“Virginia Beach and the Shenandoah Valley might be prime destinations for vacationers this time of year, but those on a job hunt would be wise to head north on Interstate 95,” reports Washington Post reporter Elissa Silverman. “Northern Virginia accounted for 96.3 percent of the state’s job growth since last spring, according to new numbers from the Virginia Employment Commission.” (Am I being defensive, or do I detect a little big city disdain for the hinterlands here?)
According to Silverman, Northern Virginia accounted for “49,100 of 51,000 new jobs statewide in the year that ended in May.”
Everyone knows that economic growth in Northern Virginia is stronger than anywhere else in Virginia, but could it possibly be that lopsided?

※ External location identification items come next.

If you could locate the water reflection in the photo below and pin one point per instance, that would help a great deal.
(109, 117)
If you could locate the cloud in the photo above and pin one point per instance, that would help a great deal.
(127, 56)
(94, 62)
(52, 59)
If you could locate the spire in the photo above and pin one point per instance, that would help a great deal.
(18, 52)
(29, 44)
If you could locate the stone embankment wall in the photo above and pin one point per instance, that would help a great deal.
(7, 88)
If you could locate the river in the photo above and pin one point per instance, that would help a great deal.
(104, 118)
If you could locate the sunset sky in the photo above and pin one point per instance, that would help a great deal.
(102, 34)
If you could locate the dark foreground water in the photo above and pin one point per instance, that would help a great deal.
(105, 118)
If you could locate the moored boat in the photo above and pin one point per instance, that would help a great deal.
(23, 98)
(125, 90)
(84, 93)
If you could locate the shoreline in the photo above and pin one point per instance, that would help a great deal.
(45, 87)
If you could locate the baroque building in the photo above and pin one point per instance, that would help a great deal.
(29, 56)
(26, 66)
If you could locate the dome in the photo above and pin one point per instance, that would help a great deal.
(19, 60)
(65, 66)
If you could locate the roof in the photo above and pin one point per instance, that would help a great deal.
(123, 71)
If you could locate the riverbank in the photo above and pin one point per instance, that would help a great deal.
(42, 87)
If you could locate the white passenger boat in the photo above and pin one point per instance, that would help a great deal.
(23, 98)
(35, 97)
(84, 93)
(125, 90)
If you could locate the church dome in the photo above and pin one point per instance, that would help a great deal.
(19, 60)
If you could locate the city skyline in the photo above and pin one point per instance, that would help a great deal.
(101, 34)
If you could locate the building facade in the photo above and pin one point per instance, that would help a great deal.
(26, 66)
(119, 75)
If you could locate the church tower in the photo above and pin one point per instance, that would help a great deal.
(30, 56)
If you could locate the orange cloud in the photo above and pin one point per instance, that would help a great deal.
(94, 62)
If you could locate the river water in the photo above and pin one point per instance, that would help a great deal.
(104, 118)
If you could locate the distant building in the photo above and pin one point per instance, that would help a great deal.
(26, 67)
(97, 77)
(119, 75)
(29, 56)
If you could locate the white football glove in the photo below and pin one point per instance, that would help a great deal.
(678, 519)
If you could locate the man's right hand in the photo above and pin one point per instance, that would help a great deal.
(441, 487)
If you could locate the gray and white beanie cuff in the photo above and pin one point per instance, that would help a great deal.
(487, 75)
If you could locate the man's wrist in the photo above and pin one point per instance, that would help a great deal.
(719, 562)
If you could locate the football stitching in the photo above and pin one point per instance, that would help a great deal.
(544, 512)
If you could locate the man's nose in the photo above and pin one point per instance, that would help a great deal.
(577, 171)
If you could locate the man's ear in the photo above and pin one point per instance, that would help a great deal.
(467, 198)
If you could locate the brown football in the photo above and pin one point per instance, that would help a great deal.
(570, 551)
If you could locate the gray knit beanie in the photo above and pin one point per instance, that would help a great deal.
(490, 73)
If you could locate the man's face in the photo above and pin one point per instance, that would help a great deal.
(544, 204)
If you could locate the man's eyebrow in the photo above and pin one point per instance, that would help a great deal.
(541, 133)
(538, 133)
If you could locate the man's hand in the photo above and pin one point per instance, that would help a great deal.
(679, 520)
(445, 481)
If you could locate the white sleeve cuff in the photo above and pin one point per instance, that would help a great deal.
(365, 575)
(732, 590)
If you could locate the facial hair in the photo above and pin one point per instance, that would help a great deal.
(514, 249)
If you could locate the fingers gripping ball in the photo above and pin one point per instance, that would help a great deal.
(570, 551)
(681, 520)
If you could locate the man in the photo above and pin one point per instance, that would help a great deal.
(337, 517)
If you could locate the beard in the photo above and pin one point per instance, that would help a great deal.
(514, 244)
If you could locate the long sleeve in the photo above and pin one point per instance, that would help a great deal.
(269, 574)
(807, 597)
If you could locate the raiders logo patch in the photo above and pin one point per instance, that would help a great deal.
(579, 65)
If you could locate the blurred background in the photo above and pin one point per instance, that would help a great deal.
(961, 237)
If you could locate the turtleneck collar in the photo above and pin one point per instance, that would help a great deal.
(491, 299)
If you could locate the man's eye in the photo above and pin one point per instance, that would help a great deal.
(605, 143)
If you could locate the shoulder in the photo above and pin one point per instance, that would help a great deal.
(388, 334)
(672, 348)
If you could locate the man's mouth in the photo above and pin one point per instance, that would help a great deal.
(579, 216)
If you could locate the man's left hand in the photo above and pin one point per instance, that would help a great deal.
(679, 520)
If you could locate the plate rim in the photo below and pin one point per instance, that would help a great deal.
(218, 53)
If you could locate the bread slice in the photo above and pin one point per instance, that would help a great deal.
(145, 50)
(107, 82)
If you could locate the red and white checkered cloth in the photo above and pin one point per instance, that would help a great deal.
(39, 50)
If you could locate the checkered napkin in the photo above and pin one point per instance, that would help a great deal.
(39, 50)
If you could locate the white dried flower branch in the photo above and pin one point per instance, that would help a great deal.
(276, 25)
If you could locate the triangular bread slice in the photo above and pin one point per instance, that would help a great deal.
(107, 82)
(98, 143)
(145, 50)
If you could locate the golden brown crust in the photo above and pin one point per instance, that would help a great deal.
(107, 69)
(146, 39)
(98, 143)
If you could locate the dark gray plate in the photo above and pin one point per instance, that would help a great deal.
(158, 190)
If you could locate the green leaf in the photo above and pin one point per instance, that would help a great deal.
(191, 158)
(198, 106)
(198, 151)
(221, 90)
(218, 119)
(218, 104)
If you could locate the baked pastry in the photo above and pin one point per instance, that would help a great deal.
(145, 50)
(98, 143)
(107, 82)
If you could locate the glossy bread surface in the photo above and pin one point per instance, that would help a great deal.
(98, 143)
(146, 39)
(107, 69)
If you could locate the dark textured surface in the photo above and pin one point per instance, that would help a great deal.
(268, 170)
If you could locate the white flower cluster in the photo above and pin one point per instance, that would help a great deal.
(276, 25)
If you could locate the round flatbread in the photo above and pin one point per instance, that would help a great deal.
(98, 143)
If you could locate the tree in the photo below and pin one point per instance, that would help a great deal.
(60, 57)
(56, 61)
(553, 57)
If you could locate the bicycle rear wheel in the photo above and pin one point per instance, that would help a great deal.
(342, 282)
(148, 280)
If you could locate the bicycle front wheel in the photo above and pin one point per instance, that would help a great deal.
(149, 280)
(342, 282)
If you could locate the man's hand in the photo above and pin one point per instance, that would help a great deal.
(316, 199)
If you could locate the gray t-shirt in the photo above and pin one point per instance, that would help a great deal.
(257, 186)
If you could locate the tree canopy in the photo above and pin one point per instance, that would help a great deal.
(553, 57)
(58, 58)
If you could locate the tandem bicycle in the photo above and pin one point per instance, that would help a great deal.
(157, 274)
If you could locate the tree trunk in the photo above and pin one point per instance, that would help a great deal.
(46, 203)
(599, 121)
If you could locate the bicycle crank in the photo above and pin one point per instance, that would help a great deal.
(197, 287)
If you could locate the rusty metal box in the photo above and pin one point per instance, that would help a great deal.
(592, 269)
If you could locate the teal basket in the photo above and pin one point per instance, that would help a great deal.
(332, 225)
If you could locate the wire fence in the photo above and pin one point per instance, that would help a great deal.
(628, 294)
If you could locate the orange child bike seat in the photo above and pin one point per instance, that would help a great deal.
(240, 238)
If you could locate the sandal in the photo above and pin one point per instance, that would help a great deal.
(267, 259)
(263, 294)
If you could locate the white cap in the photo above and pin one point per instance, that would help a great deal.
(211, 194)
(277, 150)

I checked the latest VEC press release, which covers employment growth between May 2004 and May 2005. These job growth numbers come straight from that report:
Harrisonburg: 2,600 new jobs, up 4.4 percent
Northern Virginia: 49,100 jobs, up 4.0 percent
Blacksburg/Christiansburg: 2,700 new jobs, up 4.0 percent
Richmond: 13,100 new jobs, up 2.2 percent
Roanoke: 2,900 new jobs, up 1.8 percent
Lynchburg: 1,600 new jobs, up 1.6 percent
Winchester: 900 new jobs, up 1.6 percent
Charlottesville: 1,000 new jobs, up 1.1 percent
Hampton Roads: 5,400 new jobs, up 0.7 percent
Danville: Unchanged
Clearly, NoVa dominates job creation in Virginia. But add up the numbers for metro areas in RoVa (Rest of Virginia) and you get job creation of 30,200. Given 49,100 new jobs in NoVa, 30,200 new jobs in RoVa metro areas, and a net job creation of 51,000 for the entire state, these numbers imply that non-metropolitan areas lost about 28,300 jobs.
It’s totally misleading to say that NoVa accounted for 96.3 percent of all job creation in the past year — a statement that implies that hardly any jobs were being created anywhere else in Virginia. Job creation was just as strong in Harrisonburg and Blacksburg as in mighty NoVa. In Richmond, Roanoke, Lynchburg and Winchester, job growth exceeded the national average of 1.5 percent. Memo to the Washington Post: Rural Virginia is hurting, but Virginia’s metro areas are holding their own.